VELUM es un estudio con laboratorio propio. Medimos, diseñamos, simulamos y prototipamos la envolvente antes de producir una sola pieza.
VELUM no terceriza la pieza clave de su obra. Somos un estudio de diseño e ingeniería con laboratorio propio: un mismo techo donde conviven la investigación, la simulación, el desarrollo y la fabricación. Proyectamos la envolvente, la prototipamos, la sometemos a ensayos y recién entonces la producimos.
Que las cuatro etapas ocurran en el mismo lugar no es una ventaja logística: es lo que permite que el diseño no se recorte para entrar en lo que la industria sabe hacer. El equipo lleva más de una década fabricando envolventes metálicas.
Laboratorio propio
Solar · Ladybug
Prototipo y ensayo
100% en planta
No dibujamos una fachada y la mandamos a cortar. La medimos en obra, la diseñamos como sistema, la sometemos a ensayos y la prototipamos. Cuando una pieza entra a producción ya sabemos cómo se va a comportar al sol, cómo se ancla y cómo va a envejecer. Esa es la diferencia entre fabricar y suponer.
Estación total · drones
Paramétrico · Grasshopper
Solar · Ladybug
Láser · trazada por orden
Toda fachada empieza en una medición, no en un plano viejo. Relevamos con estación total y fotogrametría con drones: la geometría real del edificio, con sus desplomes y tolerancias, entra al modelo al milímetro. Es la diferencia entre una pieza que calza en obra y otra que se ajusta a martillazos.

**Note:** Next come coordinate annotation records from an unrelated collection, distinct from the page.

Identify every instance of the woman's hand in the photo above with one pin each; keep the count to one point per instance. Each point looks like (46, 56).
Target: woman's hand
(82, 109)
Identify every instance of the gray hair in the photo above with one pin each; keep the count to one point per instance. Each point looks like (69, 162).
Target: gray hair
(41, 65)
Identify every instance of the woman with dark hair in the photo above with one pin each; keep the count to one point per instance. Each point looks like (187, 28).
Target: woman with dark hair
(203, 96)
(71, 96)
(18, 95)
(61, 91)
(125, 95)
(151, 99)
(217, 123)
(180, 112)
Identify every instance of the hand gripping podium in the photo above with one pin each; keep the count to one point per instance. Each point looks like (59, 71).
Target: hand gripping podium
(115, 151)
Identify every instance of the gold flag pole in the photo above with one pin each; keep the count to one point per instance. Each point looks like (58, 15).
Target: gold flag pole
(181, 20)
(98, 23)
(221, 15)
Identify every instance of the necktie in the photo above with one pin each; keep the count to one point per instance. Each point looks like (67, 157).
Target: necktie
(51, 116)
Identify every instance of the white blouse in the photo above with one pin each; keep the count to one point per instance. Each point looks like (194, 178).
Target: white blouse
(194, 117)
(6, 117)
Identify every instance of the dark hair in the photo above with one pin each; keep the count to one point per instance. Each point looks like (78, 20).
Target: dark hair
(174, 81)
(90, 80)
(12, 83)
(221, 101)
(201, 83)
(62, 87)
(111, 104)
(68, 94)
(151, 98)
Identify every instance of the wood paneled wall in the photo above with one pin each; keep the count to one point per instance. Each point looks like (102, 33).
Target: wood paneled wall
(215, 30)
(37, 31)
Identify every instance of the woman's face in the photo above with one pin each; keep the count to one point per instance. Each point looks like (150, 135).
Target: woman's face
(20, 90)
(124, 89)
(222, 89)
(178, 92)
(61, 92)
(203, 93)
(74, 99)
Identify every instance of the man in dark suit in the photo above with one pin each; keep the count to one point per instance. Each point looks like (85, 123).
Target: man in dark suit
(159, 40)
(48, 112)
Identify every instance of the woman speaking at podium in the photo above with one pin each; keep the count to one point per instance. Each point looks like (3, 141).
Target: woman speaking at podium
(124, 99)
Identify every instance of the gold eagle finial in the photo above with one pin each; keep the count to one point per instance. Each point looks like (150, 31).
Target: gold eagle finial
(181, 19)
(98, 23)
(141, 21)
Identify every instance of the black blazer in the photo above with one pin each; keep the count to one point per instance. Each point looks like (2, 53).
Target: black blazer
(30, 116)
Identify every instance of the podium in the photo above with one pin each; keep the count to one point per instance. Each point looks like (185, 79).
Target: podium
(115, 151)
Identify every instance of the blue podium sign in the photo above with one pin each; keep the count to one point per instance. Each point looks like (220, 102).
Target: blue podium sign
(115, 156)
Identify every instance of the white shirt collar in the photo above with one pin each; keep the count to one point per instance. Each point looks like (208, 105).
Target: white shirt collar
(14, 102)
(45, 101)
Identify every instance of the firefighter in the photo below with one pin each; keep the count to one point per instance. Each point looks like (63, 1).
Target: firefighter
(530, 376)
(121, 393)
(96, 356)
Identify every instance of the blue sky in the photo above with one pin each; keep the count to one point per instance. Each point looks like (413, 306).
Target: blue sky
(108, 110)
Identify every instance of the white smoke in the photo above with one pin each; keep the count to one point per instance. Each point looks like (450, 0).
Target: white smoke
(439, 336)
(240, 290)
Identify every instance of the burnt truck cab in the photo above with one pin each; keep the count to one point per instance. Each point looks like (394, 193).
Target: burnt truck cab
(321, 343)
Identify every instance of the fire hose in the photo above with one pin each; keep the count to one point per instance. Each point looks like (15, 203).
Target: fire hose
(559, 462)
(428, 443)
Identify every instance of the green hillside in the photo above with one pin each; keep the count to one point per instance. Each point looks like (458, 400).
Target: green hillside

La envolvente se construye en Grasshopper como un sistema paramétrico. El módulo, el paso del perforado, el despiece y los anclajes son variables vinculadas: mover una recalcula todo el conjunto, sin los errores de ajuste que se pagan caro en el montaje. El arquitecto cambia una intención y el sistema devuelve la documentación entera, coherente.

Antes de cortar una sola chapa, ensayamos el comportamiento solar de la piel con Ladybug: horas de sol directo, radiación y sombra sobre cada cara, hora por hora y estación por estación. Así el perforado se calibra al asoleamiento de esa orientación en lugar de copiar un porcentaje de catálogo. La estética se vuelve consecuencia de un comportamiento, no al revés.

Lo que pasa la simulación se vuelve prototipo: una pieza real que se ensaya en el laboratorio (la fábrica) hasta validar perforado, plegado, anclaje y terminación. Recién entonces entra a producción: corte láser, plegado y pintura en polvo, con cada pieza trazada por orden por nuestro software propio. La fábrica no es el final del proceso: es donde se prueba.

Corte láser, punzonado, fresado, expansión, plegado y pintura en polvo curada al horno, bajo un sistema propio que traza cada pieza por orden: ruta, etapas y fecha. La planta no es un taller de fondo: es un parque industrial formal en Santa Fe, y la visita es parte de cómo trabajamos.